Conservation Trust for North Carolina has received a $1.7 million grant as facilitator of a collaborative effort to conserve lands that help protect drinking-water supplies in the Upper Neuse basin.
In landing the $1.7 million challenge grant from the U.S. Endowment for Forestry and Communities, the trust more than met the challenge with a $1.5 million grant from the city of Raleigh.
The funds will be used to protect or establish "working forests" that will preserve the quality of drinking supplies in the basin, including groundwater, streams and nine reservoirs, including Falls Lake, Lake Michie and Lake Holt.
The collaborative, will work with owners of forest land on a voluntary basis so they can manage the land to produce timber and generate revenue while using best practices to protect wildlife and runoff, says Lisa Creasman, conservation project manager for the Conservation Trust.
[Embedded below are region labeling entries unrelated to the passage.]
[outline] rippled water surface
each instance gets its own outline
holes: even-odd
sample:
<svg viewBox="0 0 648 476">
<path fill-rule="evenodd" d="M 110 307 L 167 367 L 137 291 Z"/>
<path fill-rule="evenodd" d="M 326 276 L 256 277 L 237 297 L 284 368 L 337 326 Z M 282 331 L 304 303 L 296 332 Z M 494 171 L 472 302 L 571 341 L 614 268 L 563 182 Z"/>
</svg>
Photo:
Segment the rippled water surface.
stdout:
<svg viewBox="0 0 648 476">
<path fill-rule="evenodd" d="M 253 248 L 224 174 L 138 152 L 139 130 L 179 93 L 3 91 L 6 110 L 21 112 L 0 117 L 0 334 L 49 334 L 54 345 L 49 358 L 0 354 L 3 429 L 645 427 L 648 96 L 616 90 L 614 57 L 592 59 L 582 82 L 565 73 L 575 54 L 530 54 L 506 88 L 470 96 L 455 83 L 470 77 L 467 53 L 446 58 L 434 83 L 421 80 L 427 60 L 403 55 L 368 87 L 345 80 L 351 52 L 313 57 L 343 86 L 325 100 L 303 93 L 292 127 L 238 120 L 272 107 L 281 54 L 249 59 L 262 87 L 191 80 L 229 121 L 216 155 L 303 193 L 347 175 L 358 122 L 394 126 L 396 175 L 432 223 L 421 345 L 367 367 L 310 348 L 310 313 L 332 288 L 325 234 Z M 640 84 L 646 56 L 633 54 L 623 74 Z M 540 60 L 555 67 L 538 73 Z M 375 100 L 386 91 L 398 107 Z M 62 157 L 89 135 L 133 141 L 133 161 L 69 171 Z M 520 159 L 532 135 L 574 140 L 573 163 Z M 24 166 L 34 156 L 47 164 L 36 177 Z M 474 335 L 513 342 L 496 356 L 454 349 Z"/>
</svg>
To help do that, the collaborative is developing a geographic-information-system map to identify critical areas where it can work with landowners to establish sustainable forest practices.
Some funds from the grant will be used to pay consultants to work with landowners to adopt best practices for managing forest land.
Funds also will be used to pay for appraisals and closing and other transaction costs for landowners who voluntarily agree to place conservation easements on their property.
"In the Upper Neuse River Basin, development is going to occur, and people will continue to move into the area," Creasman says. "If we can maintain some of those areas in forests, that helps protect the area's drinking supplies."
Partners in the Upper Neuse Clean Water Initiative include the Ellerbe Creek Watershed Association, Eno River Association, Triangle Land Conservancy and Tar River Land Conservancy,
They have protected over 46 miles of stream buffers and 4,475 acres, with funding support from the city of Raleigh, N.C. Clean Water Management Trust Fund; Wake, Durham and Orange counties; and other government funding partners.